Re: RFC: seccomp-bpf support - Mailing list pgsql-hackers

From Tom Lane
Subject Re: RFC: seccomp-bpf support
Date
Msg-id 28344.1567019959@sss.pgh.pa.us
Whole thread Raw
In response to Re: RFC: seccomp-bpf support  (Andres Freund <andres@anarazel.de>)
List pgsql-hackers
Andres Freund <andres@anarazel.de> writes:
> On 2019-08-28 14:47:04 -0400, Joshua Brindle wrote:
>> A prime example is madvise() which was a catastrophic failure that 1)
>> isn't preventable by any LSM including SELinux, 2) isn't used by PG
>> and is therefore a good candidate for a kill list, and 3) a clear win
>> in the dont-let-PG-be-a-vector-for-kernel-compromise arena.

> IIRC it's used by glibc as part of its malloc implementation (also
> threading etc) - but not necessarily hit during the most common
> paths. That's *precisely* my problem with this approach.

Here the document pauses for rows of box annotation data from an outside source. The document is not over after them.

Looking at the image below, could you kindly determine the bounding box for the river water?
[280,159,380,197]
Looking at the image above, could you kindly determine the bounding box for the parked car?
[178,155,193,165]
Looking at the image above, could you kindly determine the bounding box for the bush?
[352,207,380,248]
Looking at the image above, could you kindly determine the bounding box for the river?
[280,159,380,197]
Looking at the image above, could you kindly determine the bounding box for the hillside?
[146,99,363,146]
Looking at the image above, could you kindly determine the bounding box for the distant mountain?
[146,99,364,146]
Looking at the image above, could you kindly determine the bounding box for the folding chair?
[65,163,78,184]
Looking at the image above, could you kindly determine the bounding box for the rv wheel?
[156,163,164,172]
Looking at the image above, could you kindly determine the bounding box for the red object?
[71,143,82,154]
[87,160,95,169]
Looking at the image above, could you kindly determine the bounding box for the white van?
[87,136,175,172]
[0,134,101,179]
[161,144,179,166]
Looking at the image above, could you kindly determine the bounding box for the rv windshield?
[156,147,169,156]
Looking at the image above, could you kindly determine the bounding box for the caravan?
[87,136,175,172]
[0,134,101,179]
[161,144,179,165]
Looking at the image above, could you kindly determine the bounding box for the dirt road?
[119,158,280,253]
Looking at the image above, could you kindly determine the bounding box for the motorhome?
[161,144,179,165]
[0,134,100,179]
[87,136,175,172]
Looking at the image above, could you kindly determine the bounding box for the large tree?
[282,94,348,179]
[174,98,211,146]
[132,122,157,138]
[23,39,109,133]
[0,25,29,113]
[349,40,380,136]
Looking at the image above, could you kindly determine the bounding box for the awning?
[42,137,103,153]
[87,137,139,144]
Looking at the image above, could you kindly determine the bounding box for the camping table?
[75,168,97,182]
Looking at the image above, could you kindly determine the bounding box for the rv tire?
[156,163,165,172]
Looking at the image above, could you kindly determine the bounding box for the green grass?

I think Andres is right here.  There are madvise calls in glibc:

glibc-2.28/malloc/malloc.c:                    __madvise (paligned_mem, size & ~psm1, MADV_DONTNEED);
glibc-2.28/malloc/arena.c:    __madvise ((char *) h + new_size, diff, MADV_DONTNEED);

It appears that the first is only reachable from __malloc_trim which
we don't use, but the second is reachable from free().  However,
strace'ing says that it's never called during our standard regression
tests, confirming Andres' thought that it's in seldom-reached paths.
(I did not go through the free() logic in any detail, but it looks
like it is only reached when dealing with quite-large allocations,
which'd make sense.)

So this makes a perfect example for Peter's point that testing is
going to be a very fallible way of finding the set of syscalls that
need to be allowed.  Even if we had 100.00% code coverage of PG
proper, we would not necessarily find calls like this.